Johnny Gant recalls sneaking a right hand over Muhammad Ali’s jab.

That got the Champ’s attention.

“You’re not as dumb as you look,” joked Ali.

Gant, former owner of The Art of Boxing training gym in Midtown, was a younger man then, working with Ali’s trainer Angelo Dundee at his Deer Lake gym near Reading, Pa., and occasionally sparring with The Greatest.

“He was bigger than life, very sociable, very playful,” said Gant, 67, who works training students at Tri-Cities High School.

“I copied his style,” said Gant. “Hit, and don’t get hit.”

Gant was among the Atlanta boxers and former boxers reminiscing about the late Muhammad Ali this week and planning to attend Ali’s funeral Friday in Louisville, Ky. “I was jogging in Stone Mountain today,” said Gant Monday, “and I thought, if I don’t go (to the funeral), I won’t forgive myself.”

Xavier Biggs, 59, who co-owns the Decatur Boxing Club, said Ali “was just was way bigger than boxing. Boxing was just his platform for him to do everything he was destined to do. He was one of our greatest warriors and our greatest messengers.”

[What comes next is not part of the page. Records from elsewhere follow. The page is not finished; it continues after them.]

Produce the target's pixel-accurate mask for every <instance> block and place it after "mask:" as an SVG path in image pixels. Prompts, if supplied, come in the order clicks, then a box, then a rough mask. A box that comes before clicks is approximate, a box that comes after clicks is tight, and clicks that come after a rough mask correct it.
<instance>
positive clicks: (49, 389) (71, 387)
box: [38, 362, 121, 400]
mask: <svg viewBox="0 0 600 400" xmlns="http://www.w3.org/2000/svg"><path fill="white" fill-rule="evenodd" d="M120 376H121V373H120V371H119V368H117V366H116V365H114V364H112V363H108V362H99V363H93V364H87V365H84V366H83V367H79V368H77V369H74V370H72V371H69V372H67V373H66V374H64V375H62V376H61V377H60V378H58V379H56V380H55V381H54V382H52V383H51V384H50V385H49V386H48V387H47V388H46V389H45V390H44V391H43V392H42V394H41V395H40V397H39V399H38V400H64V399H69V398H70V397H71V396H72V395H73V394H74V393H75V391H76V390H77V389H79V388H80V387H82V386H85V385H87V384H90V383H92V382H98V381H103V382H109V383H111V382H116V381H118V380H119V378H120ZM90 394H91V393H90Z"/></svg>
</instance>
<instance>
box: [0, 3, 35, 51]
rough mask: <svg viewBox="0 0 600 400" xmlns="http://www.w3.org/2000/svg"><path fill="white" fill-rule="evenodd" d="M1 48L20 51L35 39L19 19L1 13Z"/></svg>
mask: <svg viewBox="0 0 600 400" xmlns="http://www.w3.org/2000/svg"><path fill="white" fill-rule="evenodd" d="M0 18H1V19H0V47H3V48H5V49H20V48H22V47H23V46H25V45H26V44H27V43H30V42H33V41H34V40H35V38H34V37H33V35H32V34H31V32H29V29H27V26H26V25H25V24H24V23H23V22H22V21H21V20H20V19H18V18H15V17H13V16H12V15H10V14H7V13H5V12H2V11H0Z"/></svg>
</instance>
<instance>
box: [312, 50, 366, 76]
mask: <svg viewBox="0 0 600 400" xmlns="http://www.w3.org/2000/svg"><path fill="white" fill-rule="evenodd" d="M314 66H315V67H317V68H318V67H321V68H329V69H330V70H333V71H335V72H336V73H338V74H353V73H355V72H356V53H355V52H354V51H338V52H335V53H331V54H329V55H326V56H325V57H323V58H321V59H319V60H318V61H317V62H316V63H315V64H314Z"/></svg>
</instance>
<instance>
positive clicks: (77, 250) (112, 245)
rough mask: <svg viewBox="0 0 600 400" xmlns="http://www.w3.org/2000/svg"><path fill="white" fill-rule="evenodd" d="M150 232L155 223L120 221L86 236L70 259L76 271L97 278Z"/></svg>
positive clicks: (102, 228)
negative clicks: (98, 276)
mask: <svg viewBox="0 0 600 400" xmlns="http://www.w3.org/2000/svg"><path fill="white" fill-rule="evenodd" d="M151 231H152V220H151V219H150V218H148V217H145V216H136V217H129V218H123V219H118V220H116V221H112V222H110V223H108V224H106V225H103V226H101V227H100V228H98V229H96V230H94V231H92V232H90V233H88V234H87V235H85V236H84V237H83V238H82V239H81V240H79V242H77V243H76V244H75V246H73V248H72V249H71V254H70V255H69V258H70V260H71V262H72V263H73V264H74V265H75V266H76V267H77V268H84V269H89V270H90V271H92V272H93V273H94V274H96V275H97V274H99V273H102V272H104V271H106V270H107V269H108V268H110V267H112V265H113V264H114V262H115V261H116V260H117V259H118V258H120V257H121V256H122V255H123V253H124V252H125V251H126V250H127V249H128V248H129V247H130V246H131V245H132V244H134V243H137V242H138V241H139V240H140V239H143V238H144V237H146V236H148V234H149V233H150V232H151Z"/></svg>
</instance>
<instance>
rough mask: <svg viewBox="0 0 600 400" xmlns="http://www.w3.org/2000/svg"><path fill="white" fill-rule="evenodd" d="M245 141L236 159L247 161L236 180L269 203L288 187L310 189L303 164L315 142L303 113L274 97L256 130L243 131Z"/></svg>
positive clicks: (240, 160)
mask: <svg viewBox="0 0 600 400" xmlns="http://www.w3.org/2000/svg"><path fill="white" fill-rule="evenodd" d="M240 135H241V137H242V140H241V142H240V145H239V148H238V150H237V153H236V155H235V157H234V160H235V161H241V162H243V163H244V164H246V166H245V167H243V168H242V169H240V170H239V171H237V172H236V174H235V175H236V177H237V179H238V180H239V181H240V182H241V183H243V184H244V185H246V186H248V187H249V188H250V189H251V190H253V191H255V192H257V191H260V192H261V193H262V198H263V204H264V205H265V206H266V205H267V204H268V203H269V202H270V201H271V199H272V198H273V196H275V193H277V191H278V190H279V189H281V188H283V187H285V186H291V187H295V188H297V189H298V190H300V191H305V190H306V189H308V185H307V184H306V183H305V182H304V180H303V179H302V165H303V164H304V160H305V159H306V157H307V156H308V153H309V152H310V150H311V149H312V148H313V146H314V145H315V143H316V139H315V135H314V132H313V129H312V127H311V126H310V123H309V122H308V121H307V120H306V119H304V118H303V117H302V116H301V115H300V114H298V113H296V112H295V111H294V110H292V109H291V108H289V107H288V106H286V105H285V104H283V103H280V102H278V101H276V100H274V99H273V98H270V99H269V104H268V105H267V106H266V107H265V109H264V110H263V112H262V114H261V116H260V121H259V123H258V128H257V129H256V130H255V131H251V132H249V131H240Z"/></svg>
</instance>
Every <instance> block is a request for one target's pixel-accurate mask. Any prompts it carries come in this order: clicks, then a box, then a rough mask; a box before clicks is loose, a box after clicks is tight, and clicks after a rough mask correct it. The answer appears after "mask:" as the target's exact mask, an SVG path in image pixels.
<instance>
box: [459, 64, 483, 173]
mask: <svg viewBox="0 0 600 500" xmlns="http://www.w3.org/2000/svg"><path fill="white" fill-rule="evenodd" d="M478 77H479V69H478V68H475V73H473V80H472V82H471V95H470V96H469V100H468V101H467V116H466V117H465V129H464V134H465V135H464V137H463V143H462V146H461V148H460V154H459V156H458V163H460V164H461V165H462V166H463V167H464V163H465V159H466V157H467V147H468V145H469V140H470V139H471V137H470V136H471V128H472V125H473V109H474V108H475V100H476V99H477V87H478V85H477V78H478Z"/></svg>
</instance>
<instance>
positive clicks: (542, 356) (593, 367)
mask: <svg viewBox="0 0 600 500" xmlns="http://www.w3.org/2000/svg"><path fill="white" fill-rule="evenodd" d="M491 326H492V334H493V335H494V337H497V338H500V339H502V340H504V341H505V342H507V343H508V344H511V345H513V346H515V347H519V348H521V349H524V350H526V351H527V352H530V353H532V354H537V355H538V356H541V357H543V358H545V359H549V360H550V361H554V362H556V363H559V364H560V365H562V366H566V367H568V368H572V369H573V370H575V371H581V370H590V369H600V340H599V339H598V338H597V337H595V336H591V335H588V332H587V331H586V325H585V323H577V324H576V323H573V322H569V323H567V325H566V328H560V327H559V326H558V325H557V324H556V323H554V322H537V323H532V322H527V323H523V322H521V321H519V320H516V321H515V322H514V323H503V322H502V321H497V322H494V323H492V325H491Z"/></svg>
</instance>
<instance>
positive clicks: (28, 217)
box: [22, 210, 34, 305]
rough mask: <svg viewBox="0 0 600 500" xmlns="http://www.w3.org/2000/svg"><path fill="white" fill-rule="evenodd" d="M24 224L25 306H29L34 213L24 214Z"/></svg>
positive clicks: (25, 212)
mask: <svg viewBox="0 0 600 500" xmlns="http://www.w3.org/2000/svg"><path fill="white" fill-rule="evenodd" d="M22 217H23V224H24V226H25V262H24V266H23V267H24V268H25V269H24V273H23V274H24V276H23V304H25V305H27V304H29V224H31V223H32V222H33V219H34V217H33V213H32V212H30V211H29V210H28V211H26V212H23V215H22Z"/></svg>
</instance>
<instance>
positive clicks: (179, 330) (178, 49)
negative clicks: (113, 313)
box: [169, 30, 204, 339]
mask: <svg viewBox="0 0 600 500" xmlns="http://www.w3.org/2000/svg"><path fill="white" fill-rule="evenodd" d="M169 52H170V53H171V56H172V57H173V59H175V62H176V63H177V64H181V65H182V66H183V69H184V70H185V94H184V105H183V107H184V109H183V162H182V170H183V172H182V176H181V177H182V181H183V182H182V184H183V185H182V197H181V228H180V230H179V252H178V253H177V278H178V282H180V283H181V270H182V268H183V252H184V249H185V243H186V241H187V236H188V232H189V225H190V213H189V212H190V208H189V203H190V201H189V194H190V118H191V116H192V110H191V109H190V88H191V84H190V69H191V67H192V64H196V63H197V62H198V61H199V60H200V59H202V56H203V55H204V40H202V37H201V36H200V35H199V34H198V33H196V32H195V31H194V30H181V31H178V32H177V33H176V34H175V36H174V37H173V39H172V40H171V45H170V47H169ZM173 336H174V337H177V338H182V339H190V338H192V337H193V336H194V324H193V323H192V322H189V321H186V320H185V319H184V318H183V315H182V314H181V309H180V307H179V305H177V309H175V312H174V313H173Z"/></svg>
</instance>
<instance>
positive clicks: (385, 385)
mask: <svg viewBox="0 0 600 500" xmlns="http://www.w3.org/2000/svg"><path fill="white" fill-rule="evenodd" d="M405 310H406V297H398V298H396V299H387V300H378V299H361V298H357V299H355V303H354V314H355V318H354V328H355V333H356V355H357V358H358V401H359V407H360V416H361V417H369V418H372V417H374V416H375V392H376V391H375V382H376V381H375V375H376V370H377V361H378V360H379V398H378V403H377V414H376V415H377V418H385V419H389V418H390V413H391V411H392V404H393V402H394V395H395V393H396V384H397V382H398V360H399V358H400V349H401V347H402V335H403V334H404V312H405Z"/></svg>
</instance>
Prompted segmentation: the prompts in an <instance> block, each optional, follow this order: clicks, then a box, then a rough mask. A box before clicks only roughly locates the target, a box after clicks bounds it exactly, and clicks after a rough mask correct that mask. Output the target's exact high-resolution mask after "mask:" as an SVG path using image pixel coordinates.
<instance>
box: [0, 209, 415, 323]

Biggs, a Philadelphia native, also remembers watching Ali train in Deer Lake, and said when Ali hit the heavy bag “it sounded like pistol shots going off.”

Said Biggs, “he was such a big beautiful man; he just had a presence that was radiant.” Biggs’ father, who loved boxing, and took his sons to the fights in Philadelphia. The father was not an immediate fan of Ali. “At first he didn’t like him, because he said he talked too much. Then he fell in love with him, more than any other fighter.”

Gant had a boxing career that included a place on the undercard during an Ali fight at the Baltimore Civic Center and a Landover, Md., bout with Sugar Ray Leonard in 1979.

When Gant ran into Ali at the Denver airport in the early ’80s, he made a point of telling Ali how much he had changed his life. Gant moved to Atlanta in 1988, and was in the Olympic stadium in 1996 when Ali lit the torch during the Opening Ceremonies of the Atlanta Games. “I was so shocked and surprised and happy, it brings tears to my eyes even now.”